[docs] Flux group offload #10847

stevhliu · 2025-02-20T16:53:58Z

From discussion in #10840, this PR adds an example of group offloading to the Flux docs as well as a note on memory requirements.

HuggingFaceDocBuilderDev · 2025-02-20T17:00:44Z

The docs for this PR live here. All of your documentation changes will be reflected on that endpoint. The docs are available until 30 days after the last update.

asomoza · 2025-02-20T17:25:28Z

docs/source/en/api/pipelines/flux.md

+## Optimize

-## Running FP16 inference
+Flux is a very large model and requires ~50GB of RAM. Enable some of the optimizations below to lower the memory requirements.


nice!, but the 50 GB of RAM are used when using group offloading not before, also @a-r-r-o-w was going to check if this is the real number or not, I get this but maybe there's something in my env that makes it go that high. It should use around 20GB for the transformer model in theory.

Ah ok, I'll update this number once we get a clearer value from @a-r-r-o-w!

nitinmukesh · 2025-02-20T18:07:21Z

May I request to add all 3 examples as they cover different aspects of this feature.
1st example covers leaf_level
3rd example covers block_level + leaf_level (demonstrates mix is allowed for different components)
2nd example explains that you need to apply on all components otherwise there will be error " Expected all tensors to be on the same device, but found at least two devices, cpu and cuda:0!". Another solution is to use .to() for component for which you don't want to use apply_group_offloading.
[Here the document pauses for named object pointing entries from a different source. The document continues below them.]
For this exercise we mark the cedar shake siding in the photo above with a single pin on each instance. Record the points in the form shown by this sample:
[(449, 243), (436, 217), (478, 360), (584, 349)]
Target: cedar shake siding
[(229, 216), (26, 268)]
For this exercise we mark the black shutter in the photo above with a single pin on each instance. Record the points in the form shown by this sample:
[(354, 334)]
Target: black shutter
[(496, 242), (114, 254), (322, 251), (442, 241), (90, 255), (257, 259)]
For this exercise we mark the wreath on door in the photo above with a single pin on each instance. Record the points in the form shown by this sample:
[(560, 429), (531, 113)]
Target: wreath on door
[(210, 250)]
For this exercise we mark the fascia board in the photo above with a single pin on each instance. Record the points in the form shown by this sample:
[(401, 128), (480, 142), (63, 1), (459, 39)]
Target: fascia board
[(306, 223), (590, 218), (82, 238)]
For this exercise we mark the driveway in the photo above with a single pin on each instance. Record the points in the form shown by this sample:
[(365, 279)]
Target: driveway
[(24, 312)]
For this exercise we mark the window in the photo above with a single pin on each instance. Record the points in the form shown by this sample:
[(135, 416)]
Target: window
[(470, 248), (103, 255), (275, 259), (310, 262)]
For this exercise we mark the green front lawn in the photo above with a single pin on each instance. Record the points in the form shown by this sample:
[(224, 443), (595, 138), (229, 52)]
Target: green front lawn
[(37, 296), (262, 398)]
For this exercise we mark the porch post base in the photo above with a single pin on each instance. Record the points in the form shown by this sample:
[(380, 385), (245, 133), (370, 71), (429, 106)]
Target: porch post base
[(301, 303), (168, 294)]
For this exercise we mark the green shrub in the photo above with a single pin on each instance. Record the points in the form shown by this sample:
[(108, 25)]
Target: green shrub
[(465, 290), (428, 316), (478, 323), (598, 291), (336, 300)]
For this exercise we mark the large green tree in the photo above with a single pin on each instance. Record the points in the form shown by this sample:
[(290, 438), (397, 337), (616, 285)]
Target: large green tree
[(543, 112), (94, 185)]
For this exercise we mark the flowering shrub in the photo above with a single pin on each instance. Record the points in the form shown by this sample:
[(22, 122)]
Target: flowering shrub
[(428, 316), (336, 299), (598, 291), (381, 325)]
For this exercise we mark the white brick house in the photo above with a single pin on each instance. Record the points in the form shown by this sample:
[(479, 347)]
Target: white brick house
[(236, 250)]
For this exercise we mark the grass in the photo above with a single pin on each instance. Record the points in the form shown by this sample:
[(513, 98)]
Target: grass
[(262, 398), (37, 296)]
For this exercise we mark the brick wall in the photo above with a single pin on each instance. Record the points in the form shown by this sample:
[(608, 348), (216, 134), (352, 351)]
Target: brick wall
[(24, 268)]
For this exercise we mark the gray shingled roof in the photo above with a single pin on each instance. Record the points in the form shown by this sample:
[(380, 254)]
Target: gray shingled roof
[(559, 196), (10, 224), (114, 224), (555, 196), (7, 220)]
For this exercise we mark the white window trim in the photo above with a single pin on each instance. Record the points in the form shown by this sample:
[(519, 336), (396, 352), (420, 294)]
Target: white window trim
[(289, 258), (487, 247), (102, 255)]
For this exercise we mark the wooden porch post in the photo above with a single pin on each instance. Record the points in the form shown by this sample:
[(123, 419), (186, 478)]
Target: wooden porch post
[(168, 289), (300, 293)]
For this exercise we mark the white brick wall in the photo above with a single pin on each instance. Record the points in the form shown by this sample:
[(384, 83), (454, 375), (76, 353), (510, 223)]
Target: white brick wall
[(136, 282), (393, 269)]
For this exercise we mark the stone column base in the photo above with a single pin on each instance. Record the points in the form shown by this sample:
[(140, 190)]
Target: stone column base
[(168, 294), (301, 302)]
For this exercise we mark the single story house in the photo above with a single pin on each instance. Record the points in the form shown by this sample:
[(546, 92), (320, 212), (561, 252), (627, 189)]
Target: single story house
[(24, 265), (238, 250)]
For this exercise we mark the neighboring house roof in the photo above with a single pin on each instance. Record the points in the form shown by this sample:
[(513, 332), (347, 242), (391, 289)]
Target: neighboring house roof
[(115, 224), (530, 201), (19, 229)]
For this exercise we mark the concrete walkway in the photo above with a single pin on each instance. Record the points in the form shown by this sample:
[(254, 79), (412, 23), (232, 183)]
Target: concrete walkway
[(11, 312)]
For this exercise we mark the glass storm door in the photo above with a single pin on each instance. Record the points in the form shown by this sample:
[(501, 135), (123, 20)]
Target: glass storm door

This scenario/issue is covered here #10797

*component means text_encoder(s), transformer, vae

a-r-r-o-w · 2025-02-21T04:01:39Z

@asomoza @stevhliu So, I looked into the CPU memory usage, and it is indeed higher for group offloading compared to model/sequential offloading. To improve, I'll need @SunMarc's help in understanding what's going on, since it looks like a component remains on disk (is not loaded on to the CPU) when not required -- otherwise memory usage should have been much higher from just loading model weights.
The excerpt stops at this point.